Я не нашлась, что ответить на это. В нашем маленьком городе не было палача, и я не могла представить, что кому-то могут запрещать покупать себе еду.

Навстречу нам промчалась лошадь, и за шляпкой всадницы полосой белого тумана струилась вуаль.

– Куда вы, фьера Селена? – окликнула всадницу Лилиана.

– Забыла ленты на берегу! – ответила женщина, смеясь. – Не волнуйтесь! Я знаю дорогу домой!

– Не сомневаюсь в этом, – ответила сестра слишком уж любезно, и я с удивлением посмотрела вслед фьере Селене.

Возвращаться в сумерках за лентами? Вполне можно было забрать их завтра, при свете солнца, или даже послать за ними слугу. Белая вуаль трепыхнулась на ветру последний раз и скрылась из виду, за поворотом дороги, а Лилиана произнесла с раздражением:

– Как пить дать, кому-то назначила свидание. Все время заводит любовников – знают все, кроме мужа.

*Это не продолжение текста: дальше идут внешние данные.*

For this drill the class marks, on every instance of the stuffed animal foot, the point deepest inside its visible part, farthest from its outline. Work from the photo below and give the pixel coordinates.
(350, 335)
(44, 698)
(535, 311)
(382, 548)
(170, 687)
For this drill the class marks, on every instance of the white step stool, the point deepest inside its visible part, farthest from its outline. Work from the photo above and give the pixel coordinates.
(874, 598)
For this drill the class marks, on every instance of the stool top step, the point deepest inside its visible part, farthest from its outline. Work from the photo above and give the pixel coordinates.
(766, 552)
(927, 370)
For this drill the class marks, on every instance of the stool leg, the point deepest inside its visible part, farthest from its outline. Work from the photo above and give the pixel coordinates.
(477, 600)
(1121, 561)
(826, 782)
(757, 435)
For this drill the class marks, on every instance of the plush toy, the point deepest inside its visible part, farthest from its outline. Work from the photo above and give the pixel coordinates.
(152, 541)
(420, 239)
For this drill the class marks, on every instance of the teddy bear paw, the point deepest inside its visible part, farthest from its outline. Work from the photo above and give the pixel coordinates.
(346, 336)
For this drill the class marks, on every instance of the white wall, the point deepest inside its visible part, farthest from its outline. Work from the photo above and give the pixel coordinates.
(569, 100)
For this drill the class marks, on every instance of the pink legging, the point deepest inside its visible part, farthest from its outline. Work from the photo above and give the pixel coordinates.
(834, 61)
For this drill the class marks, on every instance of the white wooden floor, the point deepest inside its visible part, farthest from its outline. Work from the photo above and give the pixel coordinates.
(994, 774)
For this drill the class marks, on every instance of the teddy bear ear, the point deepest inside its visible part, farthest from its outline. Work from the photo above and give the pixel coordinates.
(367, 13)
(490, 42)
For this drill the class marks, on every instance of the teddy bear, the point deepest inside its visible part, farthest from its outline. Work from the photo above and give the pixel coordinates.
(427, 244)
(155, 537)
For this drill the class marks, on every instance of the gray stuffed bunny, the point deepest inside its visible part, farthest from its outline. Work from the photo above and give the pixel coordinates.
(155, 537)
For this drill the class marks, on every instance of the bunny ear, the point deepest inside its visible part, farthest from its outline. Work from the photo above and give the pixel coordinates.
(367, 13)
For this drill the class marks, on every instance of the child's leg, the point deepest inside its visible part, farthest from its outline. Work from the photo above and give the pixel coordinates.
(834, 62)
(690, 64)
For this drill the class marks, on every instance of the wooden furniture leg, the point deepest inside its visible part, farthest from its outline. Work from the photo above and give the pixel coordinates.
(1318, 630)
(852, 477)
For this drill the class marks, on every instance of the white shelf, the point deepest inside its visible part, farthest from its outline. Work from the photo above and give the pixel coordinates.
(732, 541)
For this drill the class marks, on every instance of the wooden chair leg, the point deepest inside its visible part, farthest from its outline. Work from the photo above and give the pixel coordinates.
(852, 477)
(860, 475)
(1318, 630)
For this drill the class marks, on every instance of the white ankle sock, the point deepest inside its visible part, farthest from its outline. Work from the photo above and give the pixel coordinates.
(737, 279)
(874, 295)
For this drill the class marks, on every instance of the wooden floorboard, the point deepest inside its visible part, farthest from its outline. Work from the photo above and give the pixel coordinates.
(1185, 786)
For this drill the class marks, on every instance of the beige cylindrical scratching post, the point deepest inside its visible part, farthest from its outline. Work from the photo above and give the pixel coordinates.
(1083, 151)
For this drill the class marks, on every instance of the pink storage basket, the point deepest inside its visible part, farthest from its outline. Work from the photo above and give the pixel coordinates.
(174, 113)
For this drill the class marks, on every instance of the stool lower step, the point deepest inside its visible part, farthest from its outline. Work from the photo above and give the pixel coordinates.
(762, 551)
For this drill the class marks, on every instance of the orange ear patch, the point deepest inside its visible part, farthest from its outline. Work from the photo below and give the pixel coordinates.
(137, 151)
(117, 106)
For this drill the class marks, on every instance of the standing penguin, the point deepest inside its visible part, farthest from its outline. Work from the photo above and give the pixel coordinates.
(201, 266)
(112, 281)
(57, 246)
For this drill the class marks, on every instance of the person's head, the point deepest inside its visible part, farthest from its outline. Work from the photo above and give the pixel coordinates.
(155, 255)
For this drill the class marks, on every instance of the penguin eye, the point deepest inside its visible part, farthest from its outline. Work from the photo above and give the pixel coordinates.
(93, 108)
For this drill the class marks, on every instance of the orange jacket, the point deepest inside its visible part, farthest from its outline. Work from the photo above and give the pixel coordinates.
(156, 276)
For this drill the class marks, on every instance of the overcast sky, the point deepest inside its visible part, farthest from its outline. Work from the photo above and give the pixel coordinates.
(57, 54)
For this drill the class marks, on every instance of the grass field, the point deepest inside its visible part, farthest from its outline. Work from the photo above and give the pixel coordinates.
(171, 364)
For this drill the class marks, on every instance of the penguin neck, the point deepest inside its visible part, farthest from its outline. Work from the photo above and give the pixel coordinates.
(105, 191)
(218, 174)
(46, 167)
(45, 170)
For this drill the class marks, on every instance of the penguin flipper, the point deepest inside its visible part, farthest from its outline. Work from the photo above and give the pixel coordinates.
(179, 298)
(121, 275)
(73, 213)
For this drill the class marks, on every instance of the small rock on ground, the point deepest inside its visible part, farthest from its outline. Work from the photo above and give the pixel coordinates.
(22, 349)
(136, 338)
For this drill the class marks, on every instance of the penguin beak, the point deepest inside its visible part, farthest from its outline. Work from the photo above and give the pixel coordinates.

– Не следует говорить о подобном в присутствии Виоль, – одернула её шокированная тётушка. – Пощади невинные уши!

– Пусть привыкает, – сказала сестра, как отрезала. – У замужней женщины только два пути – либо изменяет она, либо изменяют ей.

Я покраснела от такой откровенности, и тётя успокаивающе похлопала меня по руке, а потом кротко спросила у Лилианы:

– И к какой категории женщин относишься ты?

– О! – Лилиана посмотрела на неё, вскинув брови, и рассмеялась. – Вы правы, тётя Аликс, нельзя судить других. Я попалась в свою же ловушку. Да, Виоль, иногда брак заключается на небесах. Как у нас с Гуго, к примеру. Постарайся найти себе такого же мужа, как мой Гуго – и всё у тебя будет прекрасно.

Но мне неловко было говорить о будущем муже, и я перевела разговор сначала на очаровательный вид плотины, а потом на того, узнать о котором мне было и страшно и интересно – как послушать одну из сказок про драконов и магических чудовищ, которые в далеком детстве рассказывала кормилица.

– Почему мастер Рейнар всегда в маске? – спросила я у тёти. – Это пугает…

– Все палачи носят маски, – тётя пожала плечами. – Во время казни. Но мастер носит и в свободное время. Наверное, ему так удобно.

– Или он страшней летучей мыши, – сказала Лилиана. – Говорят, что он очень уродлив, что во время пыток один из преступников откусил ему нос.

– Да что ты?! – пробормотала я.

– А еще говорят, что на лице у него печать дьявола, – продолжала сестра. – Я думаю, это именно так, потому что все палачи прокляты, пусть церковь и предоставляет им пожизненное освобождение от греха.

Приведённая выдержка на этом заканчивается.